Ever have those days where you just can't get things going, you can't really think, you can't really try anything because it just doesn't feel right? Well I have been feeling that way lately. I haven't written on my Blog due to feeling BLAH, I can't really put my finger on why I feel that way or why, but it has just been one of those weeks where I just don't feel myself, and I don't feel like writing anything.
I know one reason as to why I feel this way. You know when a love just doesn't fit? You know how you know deep down that you can never talk to that person because they just don't know, or care who you are? I had been bitten by a love bug so hard that I felt like I had a weird connection with him. I felt like every time I saw him, I felt like I had known him for years, like he was a long lost friend. I had tried talking to him, talked to him maybe once, and it wasn't even really a convo, it was more like I told a joke and he responded. That was it. I couldn't understand the connection I felt around him, maybe in a past life {yes I believe in those} I knew him, maybe we were connected in the past life in some way. A long lost friend like I had said.
I have a weird ability to read people. I can see who they really are just by talking to them, or looking at their eyes. I get feelings around them, either it be bad or good, I get vibes off of them, weird yes, and I don't blame you if you stop reading this blog post right this minute because its a Heart-To-Heart blog post. Some people have dark pasts, I can feel them, some people try to hard, I can sense that, and some people with just a simple smile can tell me everything.
There was a beautiful older lady going into a store in a mobile scooter, as she passed me, she smiled and said hello, right at that very moment, I knew she was a sweet hearted person. Kind by just the smile on her face. I know I'm a weirdo but I can read people I swear, and I am glad I can finally put my senses to good use. I know how to use them, I know that I have a good sense of judgement, and I hope for it to stay with me.
After having these senses, I am glad to have them, but yet not to understand why I feel such a connection with a certain someone is still a huge mystery to me.
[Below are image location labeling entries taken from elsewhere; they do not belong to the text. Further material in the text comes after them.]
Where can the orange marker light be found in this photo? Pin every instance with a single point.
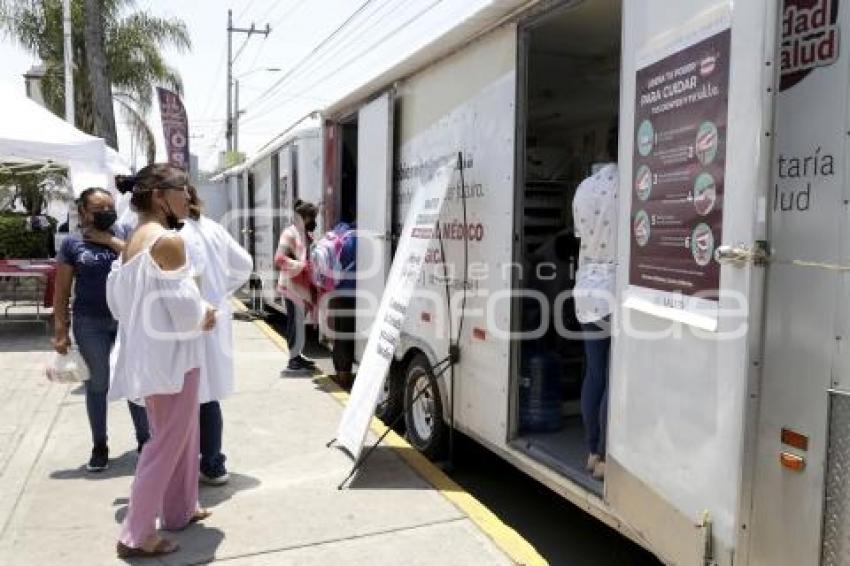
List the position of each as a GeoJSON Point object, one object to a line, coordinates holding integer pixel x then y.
{"type": "Point", "coordinates": [792, 461]}
{"type": "Point", "coordinates": [795, 439]}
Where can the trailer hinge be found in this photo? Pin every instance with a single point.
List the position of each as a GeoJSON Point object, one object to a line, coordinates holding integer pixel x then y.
{"type": "Point", "coordinates": [708, 551]}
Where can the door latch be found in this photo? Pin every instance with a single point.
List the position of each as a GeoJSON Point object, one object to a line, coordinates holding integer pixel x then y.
{"type": "Point", "coordinates": [739, 255]}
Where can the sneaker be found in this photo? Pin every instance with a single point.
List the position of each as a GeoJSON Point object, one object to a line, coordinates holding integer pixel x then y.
{"type": "Point", "coordinates": [289, 371]}
{"type": "Point", "coordinates": [344, 379]}
{"type": "Point", "coordinates": [99, 460]}
{"type": "Point", "coordinates": [299, 364]}
{"type": "Point", "coordinates": [220, 479]}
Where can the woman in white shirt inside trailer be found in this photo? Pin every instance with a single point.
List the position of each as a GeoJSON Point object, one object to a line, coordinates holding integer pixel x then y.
{"type": "Point", "coordinates": [595, 220]}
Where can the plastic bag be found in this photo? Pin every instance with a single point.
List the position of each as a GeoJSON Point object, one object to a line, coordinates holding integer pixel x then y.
{"type": "Point", "coordinates": [67, 368]}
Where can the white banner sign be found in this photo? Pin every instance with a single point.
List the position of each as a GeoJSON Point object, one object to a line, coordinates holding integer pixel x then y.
{"type": "Point", "coordinates": [418, 230]}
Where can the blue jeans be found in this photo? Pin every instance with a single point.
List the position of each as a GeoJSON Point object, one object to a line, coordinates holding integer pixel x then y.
{"type": "Point", "coordinates": [95, 337]}
{"type": "Point", "coordinates": [594, 387]}
{"type": "Point", "coordinates": [294, 329]}
{"type": "Point", "coordinates": [211, 423]}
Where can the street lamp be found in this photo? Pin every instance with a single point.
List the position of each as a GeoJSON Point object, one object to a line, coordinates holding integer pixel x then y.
{"type": "Point", "coordinates": [237, 112]}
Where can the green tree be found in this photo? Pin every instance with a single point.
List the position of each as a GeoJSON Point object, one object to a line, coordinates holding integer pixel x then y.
{"type": "Point", "coordinates": [133, 42]}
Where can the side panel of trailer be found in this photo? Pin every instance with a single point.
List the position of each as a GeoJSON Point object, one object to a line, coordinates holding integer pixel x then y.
{"type": "Point", "coordinates": [439, 116]}
{"type": "Point", "coordinates": [679, 386]}
{"type": "Point", "coordinates": [309, 173]}
{"type": "Point", "coordinates": [802, 516]}
{"type": "Point", "coordinates": [263, 215]}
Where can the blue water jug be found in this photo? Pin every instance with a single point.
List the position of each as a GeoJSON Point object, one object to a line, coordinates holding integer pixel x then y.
{"type": "Point", "coordinates": [540, 393]}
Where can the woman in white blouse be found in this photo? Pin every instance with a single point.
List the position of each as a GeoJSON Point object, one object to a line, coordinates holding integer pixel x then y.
{"type": "Point", "coordinates": [595, 221]}
{"type": "Point", "coordinates": [222, 266]}
{"type": "Point", "coordinates": [161, 316]}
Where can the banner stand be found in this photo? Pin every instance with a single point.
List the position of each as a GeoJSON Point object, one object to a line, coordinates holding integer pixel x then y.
{"type": "Point", "coordinates": [439, 369]}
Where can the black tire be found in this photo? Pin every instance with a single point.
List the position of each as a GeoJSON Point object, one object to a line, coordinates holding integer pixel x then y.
{"type": "Point", "coordinates": [391, 401]}
{"type": "Point", "coordinates": [426, 429]}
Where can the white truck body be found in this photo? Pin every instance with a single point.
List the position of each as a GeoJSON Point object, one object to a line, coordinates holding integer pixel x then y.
{"type": "Point", "coordinates": [727, 438]}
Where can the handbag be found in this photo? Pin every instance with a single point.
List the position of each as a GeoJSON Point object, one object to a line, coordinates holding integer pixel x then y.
{"type": "Point", "coordinates": [67, 368]}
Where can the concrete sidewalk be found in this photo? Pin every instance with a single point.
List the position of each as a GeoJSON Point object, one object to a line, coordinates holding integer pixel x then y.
{"type": "Point", "coordinates": [281, 506]}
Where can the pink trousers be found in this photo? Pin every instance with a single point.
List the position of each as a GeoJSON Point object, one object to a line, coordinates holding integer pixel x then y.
{"type": "Point", "coordinates": [166, 482]}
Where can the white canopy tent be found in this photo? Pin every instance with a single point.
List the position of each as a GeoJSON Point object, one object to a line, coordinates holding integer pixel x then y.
{"type": "Point", "coordinates": [31, 134]}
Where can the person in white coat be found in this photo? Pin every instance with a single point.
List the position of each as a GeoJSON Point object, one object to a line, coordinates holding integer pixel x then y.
{"type": "Point", "coordinates": [221, 266]}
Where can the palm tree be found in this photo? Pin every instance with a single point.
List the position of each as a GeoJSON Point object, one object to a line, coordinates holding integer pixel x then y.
{"type": "Point", "coordinates": [132, 45]}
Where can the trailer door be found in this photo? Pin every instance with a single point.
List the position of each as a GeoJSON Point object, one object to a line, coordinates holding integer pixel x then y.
{"type": "Point", "coordinates": [696, 115]}
{"type": "Point", "coordinates": [374, 191]}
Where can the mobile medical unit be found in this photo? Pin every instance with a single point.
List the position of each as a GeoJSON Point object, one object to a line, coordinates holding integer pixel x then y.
{"type": "Point", "coordinates": [729, 414]}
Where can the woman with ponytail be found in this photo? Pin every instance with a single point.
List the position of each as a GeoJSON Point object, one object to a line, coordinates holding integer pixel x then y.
{"type": "Point", "coordinates": [162, 318]}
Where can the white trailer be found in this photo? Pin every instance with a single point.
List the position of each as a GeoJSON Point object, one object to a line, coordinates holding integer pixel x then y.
{"type": "Point", "coordinates": [729, 412]}
{"type": "Point", "coordinates": [262, 193]}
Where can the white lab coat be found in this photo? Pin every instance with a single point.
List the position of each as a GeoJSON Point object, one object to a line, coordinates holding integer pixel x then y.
{"type": "Point", "coordinates": [222, 267]}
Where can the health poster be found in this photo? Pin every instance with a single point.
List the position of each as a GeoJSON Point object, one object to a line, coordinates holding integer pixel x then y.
{"type": "Point", "coordinates": [679, 169]}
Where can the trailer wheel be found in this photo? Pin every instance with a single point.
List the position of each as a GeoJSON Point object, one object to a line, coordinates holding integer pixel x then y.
{"type": "Point", "coordinates": [391, 399]}
{"type": "Point", "coordinates": [423, 415]}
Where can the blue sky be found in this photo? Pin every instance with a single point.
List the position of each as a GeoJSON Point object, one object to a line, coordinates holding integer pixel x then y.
{"type": "Point", "coordinates": [297, 26]}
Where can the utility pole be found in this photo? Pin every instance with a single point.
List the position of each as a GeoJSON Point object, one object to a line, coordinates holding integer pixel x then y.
{"type": "Point", "coordinates": [69, 62]}
{"type": "Point", "coordinates": [230, 60]}
{"type": "Point", "coordinates": [236, 115]}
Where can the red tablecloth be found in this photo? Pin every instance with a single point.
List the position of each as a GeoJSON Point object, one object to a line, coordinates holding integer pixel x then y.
{"type": "Point", "coordinates": [44, 268]}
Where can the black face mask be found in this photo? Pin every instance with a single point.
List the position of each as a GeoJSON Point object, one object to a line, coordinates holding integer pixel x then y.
{"type": "Point", "coordinates": [104, 219]}
{"type": "Point", "coordinates": [172, 221]}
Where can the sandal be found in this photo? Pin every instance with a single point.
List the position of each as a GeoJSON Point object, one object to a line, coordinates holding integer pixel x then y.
{"type": "Point", "coordinates": [197, 517]}
{"type": "Point", "coordinates": [163, 546]}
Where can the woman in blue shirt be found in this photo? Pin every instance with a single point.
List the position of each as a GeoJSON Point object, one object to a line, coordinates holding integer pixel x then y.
{"type": "Point", "coordinates": [84, 262]}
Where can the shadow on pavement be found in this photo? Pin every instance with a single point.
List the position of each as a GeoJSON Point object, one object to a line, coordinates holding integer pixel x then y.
{"type": "Point", "coordinates": [198, 545]}
{"type": "Point", "coordinates": [123, 465]}
{"type": "Point", "coordinates": [22, 335]}
{"type": "Point", "coordinates": [387, 468]}
{"type": "Point", "coordinates": [210, 496]}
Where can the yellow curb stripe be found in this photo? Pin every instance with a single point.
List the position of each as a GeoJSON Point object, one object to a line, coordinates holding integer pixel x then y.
{"type": "Point", "coordinates": [507, 539]}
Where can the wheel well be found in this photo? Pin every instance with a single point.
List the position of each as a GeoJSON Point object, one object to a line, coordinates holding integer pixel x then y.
{"type": "Point", "coordinates": [400, 371]}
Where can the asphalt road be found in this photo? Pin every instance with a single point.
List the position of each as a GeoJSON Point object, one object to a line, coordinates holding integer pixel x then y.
{"type": "Point", "coordinates": [561, 532]}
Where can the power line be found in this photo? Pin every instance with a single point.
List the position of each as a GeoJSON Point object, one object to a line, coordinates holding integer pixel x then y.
{"type": "Point", "coordinates": [307, 63]}
{"type": "Point", "coordinates": [315, 49]}
{"type": "Point", "coordinates": [369, 48]}
{"type": "Point", "coordinates": [245, 9]}
{"type": "Point", "coordinates": [342, 47]}
{"type": "Point", "coordinates": [292, 8]}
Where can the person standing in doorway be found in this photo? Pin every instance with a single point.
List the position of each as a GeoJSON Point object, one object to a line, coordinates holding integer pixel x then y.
{"type": "Point", "coordinates": [595, 221]}
{"type": "Point", "coordinates": [161, 315]}
{"type": "Point", "coordinates": [85, 260]}
{"type": "Point", "coordinates": [222, 266]}
{"type": "Point", "coordinates": [294, 283]}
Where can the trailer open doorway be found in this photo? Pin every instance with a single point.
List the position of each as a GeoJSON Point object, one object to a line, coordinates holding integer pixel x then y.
{"type": "Point", "coordinates": [348, 171]}
{"type": "Point", "coordinates": [569, 98]}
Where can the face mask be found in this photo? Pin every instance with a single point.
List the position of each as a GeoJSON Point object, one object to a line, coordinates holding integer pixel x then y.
{"type": "Point", "coordinates": [104, 219]}
{"type": "Point", "coordinates": [172, 221]}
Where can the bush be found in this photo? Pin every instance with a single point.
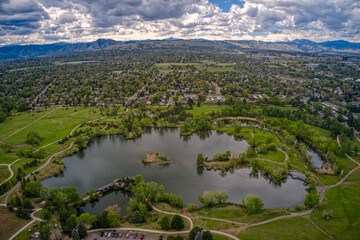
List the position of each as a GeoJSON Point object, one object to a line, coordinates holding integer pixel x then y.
{"type": "Point", "coordinates": [171, 237]}
{"type": "Point", "coordinates": [191, 207]}
{"type": "Point", "coordinates": [312, 199]}
{"type": "Point", "coordinates": [45, 214]}
{"type": "Point", "coordinates": [165, 223]}
{"type": "Point", "coordinates": [177, 222]}
{"type": "Point", "coordinates": [253, 203]}
{"type": "Point", "coordinates": [328, 214]}
{"type": "Point", "coordinates": [194, 232]}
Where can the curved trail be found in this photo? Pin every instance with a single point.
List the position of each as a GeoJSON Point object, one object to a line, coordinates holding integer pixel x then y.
{"type": "Point", "coordinates": [220, 219]}
{"type": "Point", "coordinates": [34, 219]}
{"type": "Point", "coordinates": [184, 216]}
{"type": "Point", "coordinates": [2, 141]}
{"type": "Point", "coordinates": [17, 186]}
{"type": "Point", "coordinates": [9, 165]}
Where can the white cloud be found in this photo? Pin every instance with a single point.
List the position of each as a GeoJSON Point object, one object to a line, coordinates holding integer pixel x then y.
{"type": "Point", "coordinates": [47, 21]}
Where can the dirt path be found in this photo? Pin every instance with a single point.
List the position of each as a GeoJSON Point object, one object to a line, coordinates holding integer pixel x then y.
{"type": "Point", "coordinates": [286, 155]}
{"type": "Point", "coordinates": [318, 227]}
{"type": "Point", "coordinates": [17, 186]}
{"type": "Point", "coordinates": [277, 218]}
{"type": "Point", "coordinates": [2, 141]}
{"type": "Point", "coordinates": [238, 118]}
{"type": "Point", "coordinates": [184, 216]}
{"type": "Point", "coordinates": [220, 219]}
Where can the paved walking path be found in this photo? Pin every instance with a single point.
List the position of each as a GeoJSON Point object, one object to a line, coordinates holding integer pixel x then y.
{"type": "Point", "coordinates": [2, 141]}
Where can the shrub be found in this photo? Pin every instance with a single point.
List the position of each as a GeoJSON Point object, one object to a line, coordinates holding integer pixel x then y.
{"type": "Point", "coordinates": [253, 203]}
{"type": "Point", "coordinates": [177, 222]}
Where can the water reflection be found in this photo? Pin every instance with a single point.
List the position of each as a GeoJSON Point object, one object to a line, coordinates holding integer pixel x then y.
{"type": "Point", "coordinates": [111, 157]}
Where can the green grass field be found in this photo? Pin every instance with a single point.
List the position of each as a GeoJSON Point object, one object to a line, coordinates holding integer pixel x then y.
{"type": "Point", "coordinates": [344, 202]}
{"type": "Point", "coordinates": [20, 120]}
{"type": "Point", "coordinates": [206, 109]}
{"type": "Point", "coordinates": [275, 156]}
{"type": "Point", "coordinates": [52, 127]}
{"type": "Point", "coordinates": [291, 228]}
{"type": "Point", "coordinates": [354, 177]}
{"type": "Point", "coordinates": [4, 173]}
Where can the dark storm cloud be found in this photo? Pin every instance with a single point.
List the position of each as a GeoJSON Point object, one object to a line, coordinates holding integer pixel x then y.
{"type": "Point", "coordinates": [106, 13]}
{"type": "Point", "coordinates": [332, 14]}
{"type": "Point", "coordinates": [21, 13]}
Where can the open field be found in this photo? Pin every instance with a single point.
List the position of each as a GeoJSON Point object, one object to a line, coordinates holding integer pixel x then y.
{"type": "Point", "coordinates": [4, 173]}
{"type": "Point", "coordinates": [344, 203]}
{"type": "Point", "coordinates": [206, 109]}
{"type": "Point", "coordinates": [204, 65]}
{"type": "Point", "coordinates": [54, 126]}
{"type": "Point", "coordinates": [9, 223]}
{"type": "Point", "coordinates": [292, 228]}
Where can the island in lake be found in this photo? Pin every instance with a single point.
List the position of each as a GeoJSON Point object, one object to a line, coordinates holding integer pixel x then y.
{"type": "Point", "coordinates": [157, 158]}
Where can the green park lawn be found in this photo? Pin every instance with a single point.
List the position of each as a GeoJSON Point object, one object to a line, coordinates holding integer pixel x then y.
{"type": "Point", "coordinates": [290, 228]}
{"type": "Point", "coordinates": [206, 109]}
{"type": "Point", "coordinates": [4, 173]}
{"type": "Point", "coordinates": [344, 202]}
{"type": "Point", "coordinates": [54, 126]}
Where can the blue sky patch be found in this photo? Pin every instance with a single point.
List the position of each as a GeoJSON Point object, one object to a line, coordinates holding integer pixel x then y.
{"type": "Point", "coordinates": [226, 4]}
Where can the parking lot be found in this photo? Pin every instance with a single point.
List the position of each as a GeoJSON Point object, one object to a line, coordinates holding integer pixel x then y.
{"type": "Point", "coordinates": [96, 235]}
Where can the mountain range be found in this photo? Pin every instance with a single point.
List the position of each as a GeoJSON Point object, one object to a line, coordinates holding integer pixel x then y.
{"type": "Point", "coordinates": [13, 52]}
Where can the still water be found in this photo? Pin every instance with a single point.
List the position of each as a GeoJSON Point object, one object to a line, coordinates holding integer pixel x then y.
{"type": "Point", "coordinates": [110, 157]}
I still to this day can not figure it out. Maybe one day I can find out what it all means, but for now he will remain a mystery. As some say ''Sometimes we are not meant to understand certain things in this world, or the next'' and I believe that they are right. I may never understand why or how.
So to end this blog, I just wanted to get my blues out, just yell to the world, get it out of my system, and to tell you all the truth, I feel actually much better! Can that be possible? Maybe writing is like therapy. Well I think I should do this more often. I also don't think that I help matters by bypassing my crushes profile ever so often, then when I see he is going to be doing something fun, or something with his gal, I think ''Ah damn look how much fun he has'' or ''I wish that was me on his arm'' oh well it will never happen. I just hope I can finally get back to my work on my blog, get back to my happy-go-lucky self, and just forget about my crush forever. I just kinda want to move on from him now, now if I could just follow those words and do it, but to tell you all the truth on the matter, its not that easy to forget about him, he is just that awesome, and wonderful,and beautiful.....See what I mean? I mean come on, I am trying to forget about the Bastard and then he pops in my head again!! Oh well wish me luck on trying to move on....I mean like the movie title goes ''He's Just Not That Into You'' I shall keep that in my mind....And keep replaying it like a OneRepublic record!! Later for now everyone....Peace!